Life offers you a thousand chances ... all you have to do is take one.

Rating: 5/10

Running Time: 113 minutes

UK Certificate: 12A

In certain circles, the mere mention of Diane Lane’s name can provoke a reverential silence. Like Julianne Moore, like Patricia Clarkson, Lane is a real talent rather than a hyped star, able to bring warmth and credibility to any character she plays. It is, however, her curse that the quality of the films in which she appears (and there are around forty of them) rarely matches the quality of her acting, so that she has never achieved the broad recognition that she deserves. Her recent portrayal of middle-aged adultery in Unfaithful (2002), for which she was beaten to the best actress Academy Award by a mere nose (or, to be more precise, by the prosthetic nose of Nicole The Hours Kidman), is typical of this phenomenon – a memorably intense performance in a thoroughly forgettable film.

In ‘Under the Tuscan Sun’, based on the autobiographical book by Frances Mayes, Lane again plays a middle-class, middle-aged woman in a troubled marriage, only this time it is the husband who has strayed. Offered a holiday in Tuscany as a consolatory gift from her best friend Patti (Sandra Oh), recent divorcee Frances (Lane) buys an old villa there on a whim. In the months that follow, as the dilapidated building undergoes refurbishment, Frances also gradually rebuilds her damaged life from the foundations up, forging new relationships with her Italian neighbours, her Polish contract workers, a free-spirited English émigrée called Katherine (Lindsay Duncan), the lesbian Patti and her newborn child, and (of course) various love interests.

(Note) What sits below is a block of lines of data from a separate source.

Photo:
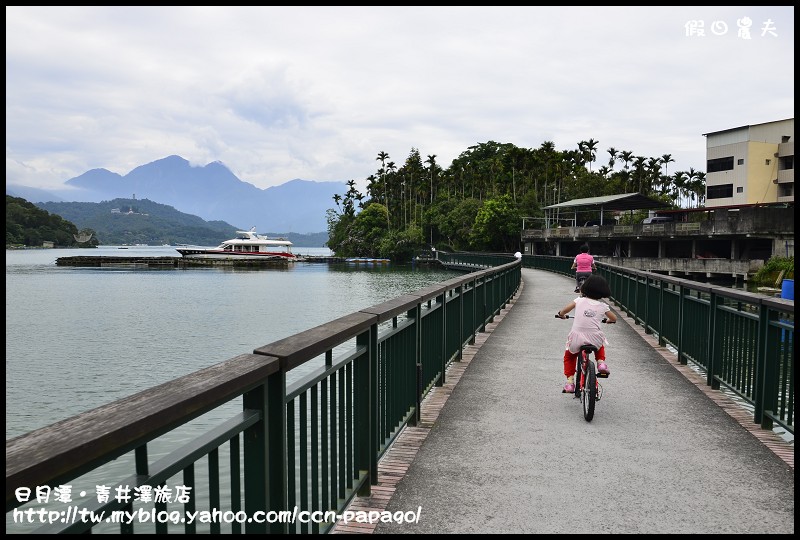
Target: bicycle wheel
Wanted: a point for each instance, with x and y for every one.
(589, 396)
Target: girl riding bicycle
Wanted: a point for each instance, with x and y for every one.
(589, 312)
(583, 266)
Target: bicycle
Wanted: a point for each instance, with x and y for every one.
(587, 387)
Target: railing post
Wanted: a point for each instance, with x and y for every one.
(416, 314)
(257, 445)
(761, 360)
(374, 404)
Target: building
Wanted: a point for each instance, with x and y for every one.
(750, 164)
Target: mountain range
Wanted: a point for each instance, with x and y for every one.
(211, 192)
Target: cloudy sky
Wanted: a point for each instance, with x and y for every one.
(277, 93)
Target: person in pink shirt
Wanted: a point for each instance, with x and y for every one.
(583, 266)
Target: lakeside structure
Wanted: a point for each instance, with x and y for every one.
(748, 216)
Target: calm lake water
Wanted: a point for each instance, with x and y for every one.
(78, 338)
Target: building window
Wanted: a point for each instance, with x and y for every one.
(719, 192)
(720, 164)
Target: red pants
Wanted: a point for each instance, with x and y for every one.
(570, 359)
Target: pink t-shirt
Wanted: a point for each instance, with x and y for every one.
(584, 262)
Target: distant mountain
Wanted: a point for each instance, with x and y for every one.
(211, 192)
(142, 221)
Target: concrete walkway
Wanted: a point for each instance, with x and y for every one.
(500, 446)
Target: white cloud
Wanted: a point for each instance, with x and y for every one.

The sex, when it comes, is all very restrained (unlike in Unfaithful), but the sexual imagery that replaces it is positively no holds barred. Frances’ anxieties about men are figured by the appearance of a snake in her villa, while her discovery of a hidden pussy marks the revival of her sex life – and it is not until the end, when Frances has cemented her new extended family (including a sexual partner), that, quite literally, her plumbing returns to full working order. These clumsy visual metaphors prove to be quite funny, but it is anyone’s guess if that was the original intention.

‘Under the Tuscan Sun’ marshals a familiar range of trite conventions in its presentation of Italian life. Quaint customs and rustic charm abound, Latin romance is always hovering in the air, there is an overprotective father (Roberto Nobile) and a permanently weeping grandmother (Evelina Gori), gelati, limoncello and mopeds play prominent rôles, and there is even a drunken re-enactment of the famous Trevi fountain scene from Federico Fellini’s ‘La Dolce Vita’. Irony occasionally makes a half-hearted appearance to conteract such clichés. When, for example, Marcello (Raoul Bova) chats Frances up with an inexcusably cheesy come-on, she reproves him with the knowing response ‘That’s exactly what American women think Italian men say’ – although that does not stop her sleeping with him. The Italian grandmother, it turns out, weeps so inconsolably not because of the loss of her husband, but more unexpectedly because her young Ecuadorian e-mail lover has discovered her true age – yet the humorous effect is later undone when she returns to clichéd form, delivering a pathos-laden speech about the true love she had shared with her husband. In other words, ‘Under the Tuscan Sun’ wants to have its panettone and eat it too, and the result is a film a little too self-consciously quirky, a little too annoyingly twee, to appeal to anybody but plane-travellers, readers of books like ‘A Year in Provence’, and die-hard Diane Lane fans.

It's Got: Some smart dialogue, some pretty scenery, and of course Diane Lane.

It Needs: To be less twee, and less heavy-handed with its sexual imagery.

Summary

Middle-class, middle-aged, Mediterranean mediocrity.